Before my current team, every 1 GitHub repo = 1 Rproj and life was good. Now, 1 GitHub repo = many Rproj: our main GitHub repo holds most of our modeling/analysis code, and we typically open up subfolders for specific projects. To work on the projects more easily, each project folder houses an Rproj and lives on its own branch until it's completed.
When working on two projects simultaneously, it can get confusing. If you create a new Rproj/subfolder on a branch, you can't open it from RStudio unless you switch branches via the terminal/Git client (because the Rproj itself doesn't exist in certain branches).

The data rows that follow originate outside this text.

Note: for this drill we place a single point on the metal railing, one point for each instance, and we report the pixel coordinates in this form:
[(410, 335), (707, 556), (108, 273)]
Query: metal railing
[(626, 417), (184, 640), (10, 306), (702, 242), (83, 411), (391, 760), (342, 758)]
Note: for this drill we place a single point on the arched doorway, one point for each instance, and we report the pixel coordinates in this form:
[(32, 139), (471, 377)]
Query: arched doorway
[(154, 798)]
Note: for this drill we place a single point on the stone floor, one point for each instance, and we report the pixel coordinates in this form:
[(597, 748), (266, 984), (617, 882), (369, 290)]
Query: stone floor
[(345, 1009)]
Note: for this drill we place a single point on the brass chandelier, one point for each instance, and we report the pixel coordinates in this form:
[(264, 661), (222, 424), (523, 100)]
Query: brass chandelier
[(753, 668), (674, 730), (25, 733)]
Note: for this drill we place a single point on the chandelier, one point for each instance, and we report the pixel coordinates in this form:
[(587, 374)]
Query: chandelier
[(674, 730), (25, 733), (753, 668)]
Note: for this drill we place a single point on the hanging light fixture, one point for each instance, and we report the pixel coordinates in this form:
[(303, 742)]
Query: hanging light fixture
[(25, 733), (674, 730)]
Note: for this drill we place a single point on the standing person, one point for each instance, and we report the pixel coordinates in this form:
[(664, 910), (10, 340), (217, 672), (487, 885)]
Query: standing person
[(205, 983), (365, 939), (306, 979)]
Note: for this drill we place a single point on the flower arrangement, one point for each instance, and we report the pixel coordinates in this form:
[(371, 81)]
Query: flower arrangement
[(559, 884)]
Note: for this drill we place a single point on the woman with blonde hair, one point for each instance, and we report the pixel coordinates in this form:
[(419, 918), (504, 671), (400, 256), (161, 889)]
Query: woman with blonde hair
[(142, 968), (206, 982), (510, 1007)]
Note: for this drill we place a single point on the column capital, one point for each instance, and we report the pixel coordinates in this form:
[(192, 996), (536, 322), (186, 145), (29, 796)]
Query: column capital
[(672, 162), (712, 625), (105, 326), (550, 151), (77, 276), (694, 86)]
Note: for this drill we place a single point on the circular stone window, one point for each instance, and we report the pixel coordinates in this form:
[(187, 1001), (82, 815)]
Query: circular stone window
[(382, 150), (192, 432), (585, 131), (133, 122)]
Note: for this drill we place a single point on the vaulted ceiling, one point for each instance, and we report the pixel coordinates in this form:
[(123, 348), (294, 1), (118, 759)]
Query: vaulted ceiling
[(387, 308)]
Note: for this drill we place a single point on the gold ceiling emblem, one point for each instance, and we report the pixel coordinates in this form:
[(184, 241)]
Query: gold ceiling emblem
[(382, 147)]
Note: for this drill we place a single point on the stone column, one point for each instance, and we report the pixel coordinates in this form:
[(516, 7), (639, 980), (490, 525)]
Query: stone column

Overall this set-up is something I can work with (like creating folders/Rproj on master first or just using a Git client), but has many points of friction. Any guidance or suggestions on how to better deal with this workflow is appreciated!
I think rather than having multiple R projects / packages in one repo you are better off creating a GitHub organization with multiple git projects inside it. Then each project can have branches, separate issues etc.
I understand the benefit of the multi-repo approach, but the volume (~10 people working on 1-2 analysis projects/month) makes finding and navigating between these repos a problem. Not sure if we can split our team from the GH organization that is shared across the company, but in any case, a total organizational overhaul likely out of my control.
In the process of thinking about this problem, I discovered vibrant debates about "monorepos" versus "polyrepos" in the software development world. I feel like many of the cost/benefits are similar in this case, but a major advantage of the monorepo approach for data science is that it better preserves relationships between small (1-2 mo) analysis projects.
A hacky fix I've had for this (which isn't ideal!) is having an .Rproj in each subfolder (project), and also an .Rproj in the main folder (repo) -- then you can open the repo .Rproj, switch branches, and open the project .Rproj. I don't know if it's much different than using the terminal or a git client to switch branches, but at least it keeps the whole workflow inside RStudio.